A good level will give the player items when they are needed. It's no fun have so much of any particular item that there's no need to worry about it. By rationing items, the map makes the player think, plan, and create strategy. I'm not going to be using the Assault Rifle on every enemy I encounter in a map with good item placement, I'm saving it for the big guys. Too much of anything forces it to become unappreciated. Isn't it great to get a healing fruit when you're below 25 health? This is the feeling I like when playing an FPS. The creative placement of items also can add to enjoyment. Putting that Amplifier behind a few crates in a dark corner can make it easy to overlook, and therefore rewarding to discover.
Secrets add that easter-egg hunt fun to a map. It's always very satisfying to uncover secrets in a map, or to discover a particularly tricky one. Secret areas are also an excellent treat which I in particular enjoy VERY much. It's a great feeling to know that clever detective work on the part of the player can reveal whole new sections of map. Hard work should always have it's rewards. Unreal also adds the new feature of having the Nali reward your kindness by revealing secret areas. What an excellent touch this is. It adds a whole new interactive dimension to the FPS genre. Use it well.
Starting June 15th 1998, I'll be awarding the 3D Gamers Edge Gold Seal of Approval to any map that I feel offers an exceptional gameplay experience. A map that I would recommend unreservedly to anyone as a quality product.EXCEPTIONS
As we all know, there are exceptions to every rule.
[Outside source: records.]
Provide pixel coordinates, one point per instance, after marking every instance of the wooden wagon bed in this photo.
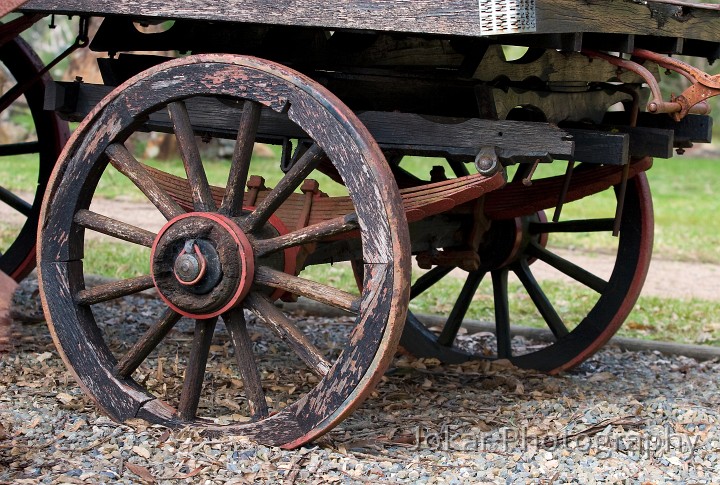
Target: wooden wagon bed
(666, 18)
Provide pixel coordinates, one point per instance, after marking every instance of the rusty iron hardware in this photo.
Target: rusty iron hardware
(680, 106)
(16, 26)
(16, 91)
(703, 85)
(486, 161)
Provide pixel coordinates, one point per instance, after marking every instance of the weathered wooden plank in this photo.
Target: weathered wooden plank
(457, 17)
(623, 17)
(8, 6)
(420, 135)
(644, 141)
(598, 147)
(691, 129)
(410, 133)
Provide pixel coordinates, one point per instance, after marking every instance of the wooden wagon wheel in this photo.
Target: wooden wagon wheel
(208, 263)
(512, 246)
(41, 140)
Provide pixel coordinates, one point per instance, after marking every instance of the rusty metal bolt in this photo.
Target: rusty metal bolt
(486, 161)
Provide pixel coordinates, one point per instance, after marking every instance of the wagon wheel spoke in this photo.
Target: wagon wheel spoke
(195, 370)
(147, 343)
(552, 319)
(587, 225)
(429, 279)
(308, 234)
(570, 269)
(288, 331)
(114, 228)
(24, 148)
(237, 328)
(454, 321)
(233, 198)
(125, 163)
(190, 153)
(502, 313)
(116, 289)
(307, 288)
(15, 202)
(287, 185)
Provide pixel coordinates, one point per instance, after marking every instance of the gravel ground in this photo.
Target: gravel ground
(620, 417)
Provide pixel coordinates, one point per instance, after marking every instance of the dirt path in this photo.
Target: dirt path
(665, 279)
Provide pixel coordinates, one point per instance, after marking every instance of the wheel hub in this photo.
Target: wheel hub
(202, 264)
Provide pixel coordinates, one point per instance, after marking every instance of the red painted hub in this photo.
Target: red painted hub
(202, 264)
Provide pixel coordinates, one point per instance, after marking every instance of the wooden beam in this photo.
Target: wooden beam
(437, 136)
(691, 129)
(457, 17)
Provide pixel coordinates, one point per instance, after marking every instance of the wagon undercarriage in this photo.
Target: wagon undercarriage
(349, 104)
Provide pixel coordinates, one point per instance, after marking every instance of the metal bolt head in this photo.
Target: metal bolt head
(187, 267)
(486, 161)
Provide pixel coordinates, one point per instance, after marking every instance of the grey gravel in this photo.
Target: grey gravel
(622, 417)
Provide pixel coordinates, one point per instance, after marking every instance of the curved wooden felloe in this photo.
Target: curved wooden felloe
(18, 258)
(338, 136)
(518, 245)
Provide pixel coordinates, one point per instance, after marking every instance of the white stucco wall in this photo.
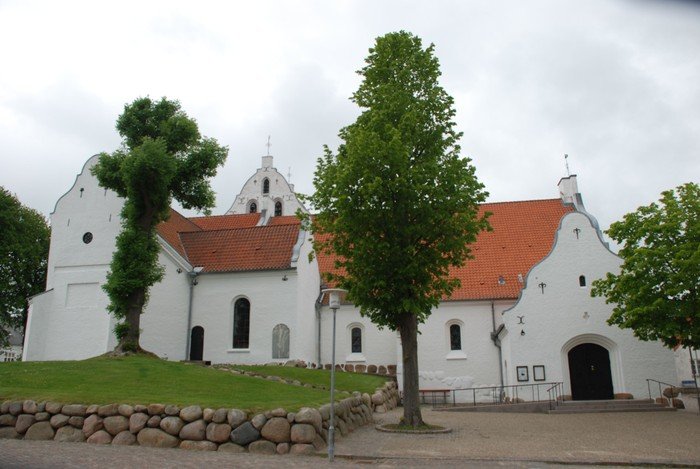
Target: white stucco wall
(565, 315)
(280, 190)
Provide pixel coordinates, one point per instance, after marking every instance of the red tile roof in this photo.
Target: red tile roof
(243, 249)
(523, 234)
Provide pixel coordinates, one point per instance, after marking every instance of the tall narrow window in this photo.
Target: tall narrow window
(356, 338)
(278, 209)
(280, 341)
(241, 323)
(455, 337)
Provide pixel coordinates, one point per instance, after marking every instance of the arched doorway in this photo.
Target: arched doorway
(197, 343)
(589, 370)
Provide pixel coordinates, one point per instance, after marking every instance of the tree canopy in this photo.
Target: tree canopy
(24, 250)
(396, 203)
(657, 292)
(163, 156)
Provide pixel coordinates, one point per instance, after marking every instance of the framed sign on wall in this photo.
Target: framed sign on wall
(522, 373)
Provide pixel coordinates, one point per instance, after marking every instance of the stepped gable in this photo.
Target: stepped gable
(232, 243)
(523, 234)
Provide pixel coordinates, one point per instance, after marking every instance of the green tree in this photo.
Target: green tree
(24, 249)
(657, 292)
(396, 203)
(163, 156)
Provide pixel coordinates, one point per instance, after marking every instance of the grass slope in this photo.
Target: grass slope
(145, 380)
(343, 381)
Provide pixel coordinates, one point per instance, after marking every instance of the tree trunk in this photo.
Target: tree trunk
(408, 328)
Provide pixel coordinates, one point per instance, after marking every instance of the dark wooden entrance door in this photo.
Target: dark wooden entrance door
(197, 343)
(589, 369)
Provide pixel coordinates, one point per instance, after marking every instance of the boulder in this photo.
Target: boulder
(310, 416)
(100, 437)
(7, 420)
(277, 430)
(116, 424)
(40, 431)
(198, 445)
(303, 433)
(191, 413)
(245, 434)
(137, 422)
(262, 447)
(172, 425)
(156, 409)
(125, 410)
(29, 407)
(302, 448)
(236, 417)
(196, 431)
(108, 410)
(259, 421)
(231, 448)
(53, 407)
(125, 438)
(15, 408)
(156, 438)
(77, 410)
(218, 432)
(69, 434)
(92, 424)
(24, 421)
(9, 433)
(76, 422)
(282, 448)
(153, 422)
(220, 416)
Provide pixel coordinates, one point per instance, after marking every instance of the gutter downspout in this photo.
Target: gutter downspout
(496, 341)
(318, 305)
(193, 281)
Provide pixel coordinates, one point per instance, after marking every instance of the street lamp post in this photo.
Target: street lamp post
(334, 303)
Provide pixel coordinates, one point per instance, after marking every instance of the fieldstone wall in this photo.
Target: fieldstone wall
(194, 428)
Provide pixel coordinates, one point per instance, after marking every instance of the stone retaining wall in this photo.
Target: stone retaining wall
(169, 426)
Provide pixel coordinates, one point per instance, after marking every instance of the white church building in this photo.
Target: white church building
(239, 288)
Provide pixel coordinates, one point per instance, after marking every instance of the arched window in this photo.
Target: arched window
(278, 209)
(455, 337)
(241, 323)
(280, 341)
(356, 340)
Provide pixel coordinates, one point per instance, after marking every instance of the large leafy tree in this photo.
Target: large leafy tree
(396, 203)
(24, 249)
(163, 156)
(657, 292)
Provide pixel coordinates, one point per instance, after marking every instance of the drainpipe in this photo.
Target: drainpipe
(496, 341)
(318, 306)
(193, 281)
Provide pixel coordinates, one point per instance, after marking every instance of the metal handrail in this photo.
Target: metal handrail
(498, 393)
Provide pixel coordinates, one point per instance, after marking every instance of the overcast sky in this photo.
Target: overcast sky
(614, 84)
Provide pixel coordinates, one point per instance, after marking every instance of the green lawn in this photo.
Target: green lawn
(343, 381)
(145, 380)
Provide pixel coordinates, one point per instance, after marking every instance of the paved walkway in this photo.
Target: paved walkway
(486, 440)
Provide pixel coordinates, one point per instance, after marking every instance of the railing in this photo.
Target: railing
(673, 387)
(511, 394)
A map need not strictly adhere to all the above categories to rate well. I always judge each map on it's own merits. I have an equal love for maps that stick to what works, and do it well, and those authors who add their own personal style and uniqueness to their maps. Reviewing is a tricky business, and I'm sometimes surprised by a level that I like, and other times I play a level that seems like it should be great, but for some reason I just don't fall in love with it. Each and every review is a matter of opinion. My goal is to get the levels posted as quickly as I can, and provide what I feel to be an accurate, fair appraisal of each map. Reviews are open to debate. Feel free to mail me your opinions and I will consider each intelligent mail I receive. Should a letter point out things to me that I have missed, ratings may even change. The main focus of this site is to help people get Unreal levels, and help authors gain the exposure they deserve.